Google Ads isn’t like other advertising channels. Old school billboards and radio ads are built to reach as many people as possible, regardless of the advertiser’s industry. This usually means that billboards and radio ads reach a really large number of people. The question isn’t how many people have seen your advertisement, though. The act of just getting a pair of eyes in front of your ad doesn’t necessarily generate revenue. That person has to go through a process that turns them into an actual paying customer, usually called a Customer Journey. How does a Customer Journey relate to Google Ads? Because it can help you make that Journey shorter, simpler, and most importantly, more profitable.
Google Ads is built as an auction marketplace, the commodity of which is site visitors (aka potential customers). One of the ways that Google helps determine who those site visitors are is through keywords. For example, if your product is “high quality sunglasses”, Google will find the people who have recently searched for either “high quality sunglasses” or a related search term – like “RayBans”. Once Google has figured out WHO those potential customers are, they show them your ad, showcasing your “high quality sunglasses” offering.
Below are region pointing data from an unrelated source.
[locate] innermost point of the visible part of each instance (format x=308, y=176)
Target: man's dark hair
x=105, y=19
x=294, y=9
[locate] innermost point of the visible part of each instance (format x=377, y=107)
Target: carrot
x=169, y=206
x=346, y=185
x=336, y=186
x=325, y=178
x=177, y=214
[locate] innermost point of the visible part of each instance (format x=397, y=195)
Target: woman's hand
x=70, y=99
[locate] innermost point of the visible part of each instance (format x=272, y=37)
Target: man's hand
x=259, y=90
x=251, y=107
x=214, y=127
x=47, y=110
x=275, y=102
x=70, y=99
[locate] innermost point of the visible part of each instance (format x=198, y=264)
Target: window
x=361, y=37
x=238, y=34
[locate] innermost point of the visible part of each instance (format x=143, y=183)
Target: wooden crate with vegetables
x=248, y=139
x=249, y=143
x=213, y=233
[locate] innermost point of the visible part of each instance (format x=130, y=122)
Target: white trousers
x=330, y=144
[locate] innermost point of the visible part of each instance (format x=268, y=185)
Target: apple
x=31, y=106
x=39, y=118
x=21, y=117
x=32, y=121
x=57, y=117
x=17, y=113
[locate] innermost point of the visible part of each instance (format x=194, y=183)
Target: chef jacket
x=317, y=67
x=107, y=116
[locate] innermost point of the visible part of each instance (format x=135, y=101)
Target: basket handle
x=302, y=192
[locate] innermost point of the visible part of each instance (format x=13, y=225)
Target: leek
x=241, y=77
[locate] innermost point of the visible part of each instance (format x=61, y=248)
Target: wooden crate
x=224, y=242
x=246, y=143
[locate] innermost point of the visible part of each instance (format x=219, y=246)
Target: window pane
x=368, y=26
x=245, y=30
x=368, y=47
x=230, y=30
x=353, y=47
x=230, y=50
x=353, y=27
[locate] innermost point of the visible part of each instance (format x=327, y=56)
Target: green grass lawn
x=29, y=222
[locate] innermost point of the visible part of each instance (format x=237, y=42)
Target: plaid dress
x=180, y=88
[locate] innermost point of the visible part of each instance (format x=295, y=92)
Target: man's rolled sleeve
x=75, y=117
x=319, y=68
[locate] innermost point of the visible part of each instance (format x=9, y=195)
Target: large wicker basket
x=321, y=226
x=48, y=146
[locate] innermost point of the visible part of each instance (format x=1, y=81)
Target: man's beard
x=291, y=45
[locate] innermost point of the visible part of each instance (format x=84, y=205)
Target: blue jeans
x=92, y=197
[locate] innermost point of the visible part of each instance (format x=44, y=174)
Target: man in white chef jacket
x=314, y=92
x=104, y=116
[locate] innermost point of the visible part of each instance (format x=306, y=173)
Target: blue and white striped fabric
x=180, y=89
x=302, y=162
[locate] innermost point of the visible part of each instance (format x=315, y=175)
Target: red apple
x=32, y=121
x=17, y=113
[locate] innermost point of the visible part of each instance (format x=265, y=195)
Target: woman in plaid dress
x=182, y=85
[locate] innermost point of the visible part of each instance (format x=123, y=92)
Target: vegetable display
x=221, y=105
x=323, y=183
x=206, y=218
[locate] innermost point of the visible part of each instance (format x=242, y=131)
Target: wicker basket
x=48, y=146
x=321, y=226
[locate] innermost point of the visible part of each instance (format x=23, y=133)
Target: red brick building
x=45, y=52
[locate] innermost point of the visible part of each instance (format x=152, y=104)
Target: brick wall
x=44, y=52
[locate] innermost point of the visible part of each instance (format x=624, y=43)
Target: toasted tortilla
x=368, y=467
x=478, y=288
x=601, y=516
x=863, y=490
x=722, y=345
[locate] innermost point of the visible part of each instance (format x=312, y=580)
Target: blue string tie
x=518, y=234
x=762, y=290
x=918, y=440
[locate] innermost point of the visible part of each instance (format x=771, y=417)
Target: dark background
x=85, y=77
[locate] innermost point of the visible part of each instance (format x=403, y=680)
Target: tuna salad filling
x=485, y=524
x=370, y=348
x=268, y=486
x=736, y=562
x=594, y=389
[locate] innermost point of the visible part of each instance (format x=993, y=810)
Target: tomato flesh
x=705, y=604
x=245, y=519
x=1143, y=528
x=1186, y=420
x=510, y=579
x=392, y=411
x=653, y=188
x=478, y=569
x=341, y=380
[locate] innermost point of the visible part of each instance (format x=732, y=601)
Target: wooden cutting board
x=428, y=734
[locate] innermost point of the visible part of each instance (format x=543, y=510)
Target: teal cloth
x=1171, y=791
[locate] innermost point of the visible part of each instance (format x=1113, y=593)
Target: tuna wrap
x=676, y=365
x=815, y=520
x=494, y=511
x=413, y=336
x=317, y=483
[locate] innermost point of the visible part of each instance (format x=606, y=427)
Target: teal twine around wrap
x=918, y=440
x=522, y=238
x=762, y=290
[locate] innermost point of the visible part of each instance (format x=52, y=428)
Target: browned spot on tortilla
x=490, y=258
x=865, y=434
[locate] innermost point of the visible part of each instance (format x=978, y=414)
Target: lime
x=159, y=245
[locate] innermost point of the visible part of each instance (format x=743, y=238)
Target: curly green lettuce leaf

As a business owner, you can use audience targeting to your advantage. The structure of Google Ads is such that when you bid on those clicks (site visitors), you’re only bidding for your ad to be shown to your target audience. This means that your ad for “high quality sunglasses” may not be shown to everyone in the world. It will be shown to people who are most likely to purchase “high quality sunglasses” now or in the near future.
What about the Customer Journey from earlier?
The real beauty of the Google Ad process is that it meets your customers where they are. If you posted a billboard or broadcast a radio ad, that ad has to be memorable. Memorable enough that your potential customer is willing to go on a hunt for your business. Where do you think they’ll be hunting for you? That is, if you stood out enough to make an impression at all? Most likely, Google. Instead of making that potential customer remember your ad and search for your business later, your name is right there in front of them, all they have to do is click. BAM, Streamlined Customer Journey.
Spending on your Ads
This is a tough one because the right answer varies so much across industries and businesses. In order to identify how much to spend on Google Ads you have to determine how much you, and your competitors, think a new potential customer is worth (cost per click or CPC). There is no official minimum to start bidding within Google Ads, but that doesn’t mean you should automatically start low with $2-5 per day.
Some people try to take a more conservative approach and just dip their toes in. The problem with a smaller investment is that it’s less likely to produce notable results. For example, one can’t expect a tiny classified ad to perform as effectively as a full page spread in the newspaper. The logic that the small, inexpensive ad has to produce results in order to buy the bigger, more expensive, and more efficient ad is flawed at its core. The more expensive something is, the higher the return on investment. Sometimes, you just have to dive in headfirst!
Standard Starting Point
Here at The Inbound Edge, we typically recommend a starting budget of about $1,000 – $3,000 per month. We also work mostly with small, locally owned businesses in the Austin, Texas area. Google Ad spend can vary depending on the industry, the cost per click (or CPC) and stage of business you’re in. If you’re doing everything on your own, it might make sense to start small, learn, and build as you go. If you’re hiring a marketing agency or experienced SEM specialist, expect that cost to increase.
As you increase the money you spend on Google Ads, you will receive more clicks. In return, Google will give you more data — which, as you will soon learn, is extremely valuable. To be frank, Google only REALLY cares about you if you’re spending money. This may sound harsh, but that’s the reality. Overall, effective search engine or pay-per-click marketing (SEM/PPC) paired with solid website SEO is a winning combo.
Investment vs. Expense
Marketing, in general, is usually seen as an expense. Expenses are items that we often seek to decrease (except Girl Scout cookie budgets, gimme those Thin Mints). On the flip side, investments are considered a worthwhile temporary expense that leads to greater revenue down the line.
We encourage our clients to reframe their view of Google Ads by looking at it as one big investment over a quarter or a minor investment over the course of a year. The best way to turn Google Ads from an expense to an investment is by using tracking. Tracking essentially makes the difference between whether or not you’re able to learn from and improve your Google Ad strategy. Knowing the positive impact that this temporary expense makes on your sales figures will help you understand it’s long term value.
At the end of the day, you should spend as much on Google Ads as makes sense for you and your business. If you aren’t getting a positive return you shouldn’t spend money. If you have a positive return, you should spend as much as your cash flow and business can handle.